The dog, however, though a major character, is, despite the title, not the focus of the film, which is on the boy’s aspirations to become a painter in the tradition of local legend Peter Paul Reubens.

Ladd, who later became one of Hollywood’s most successful producers, was a natural child actor. He is matched by Donald Crisp, then past 80, as his beloved grandfather and Theodore Bikel as the prickly artist who may or may not help him. The dog is played by the same canine who stole hearts in the title role of Disney’s Old Yeller three years earlier.

Koch Entertainment has also released the poignant 1977 made-for-TV movie Mary White about the last year in the life of a girl who died too young, played by Kathleen Beller. Ed Flanders plays her journalist father from whose point of view the story is told. Fionnula Flanagan plays her mother and Tim Matheson her brother.

Another real life story about life and death, though a far bleaker tale, is Winter of Frozen Dreams about the sordid killings of two men by brilliant science student by day/notorious prostitute by night Thora Birch in Madison, Wisconsin in the late 1970s. The unique location makes it interesting and the performances of Birch, Keith Carradine and Brendan Sexton III are certainly compelling, but the outcome is never in doubt.

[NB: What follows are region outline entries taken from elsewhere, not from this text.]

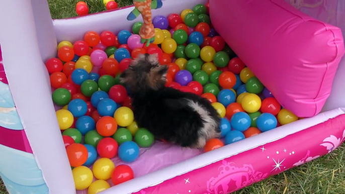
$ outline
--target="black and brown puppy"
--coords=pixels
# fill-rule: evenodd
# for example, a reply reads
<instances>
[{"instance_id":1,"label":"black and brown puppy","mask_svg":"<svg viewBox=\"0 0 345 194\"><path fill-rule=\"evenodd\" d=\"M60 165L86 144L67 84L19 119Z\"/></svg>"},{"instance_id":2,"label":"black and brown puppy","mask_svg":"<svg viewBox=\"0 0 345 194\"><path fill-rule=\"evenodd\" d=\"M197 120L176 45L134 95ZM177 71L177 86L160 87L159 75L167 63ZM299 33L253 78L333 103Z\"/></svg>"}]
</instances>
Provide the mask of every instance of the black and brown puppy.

Criterion has given a sparkling transfer to Jean-Luc Godard’s 1966 avant-garde thriller Made in U.S.A. One of the strangest films to come of out the French New Wave, the film is lovely to look at but dramatically uneven. For seemingly no reason other than to be cute, the characters are named after Hollywood luminaries such as Don Siegel and Richard Widmark and politicians of the day such as Robert McNamara. Godard’s wife Anna Karina and Truffaut favorite Jean-Pierre Leaud star with a cameo by Marianne Faithful as herself.

Available now in Region 2, and hopefully soon in Region 1, Jean-Marc Vallee’s The Young Victoria is a literate costume drama that is beautifully acted by Emily Blunt and Rupert Friend as the young queen and her eventual consort, Prince Albert. Paul Bettany as her first prime minister, Lord Melbourne, Miranda Richardson as Victoria’s overbearing mother, Jim Broadbent as her uncle and predecessor William IV, and Harriet Walter as his wife Queen Adelaide are among the many players bringing sass and class to the supporting ranks.

Walter is an actress whose name I was not familiar with until a few months ago, but who now seems to be popping up all over the place. I first encountered her at the Tonys where she was nominated as Best Featured Actress for the revival of Mary Stuart. She played Queen Elizabeth, but was confused by those in charge of the TV cameras with Janet McTeer, nominated as Best Actress, who played the title role.

Since then I’ve caught up with her as the star of three Dorothy L. Sayers murder mysteries from 1987: Strong Poison, Have His Carcase and Gaudy Night, which comprise the Dorothy L. Sayers Mysteries DVD collection. More recently she gave a quite wonderful performance as the headmistress in the Agatha Christie: Poirot mystery Cat Among the Pigeons opposite David Suchet, which has just been released on DVD as part of Agatha Christie: Poirot Move Collection 4.

She is also one of the stars of the recently launched Law & Order: UK and has a featured role in the current big screen presentation Cheri. The busy actress, who is only 59, could emerge as the next Judi Dench. When she does, remember where you heard it from first!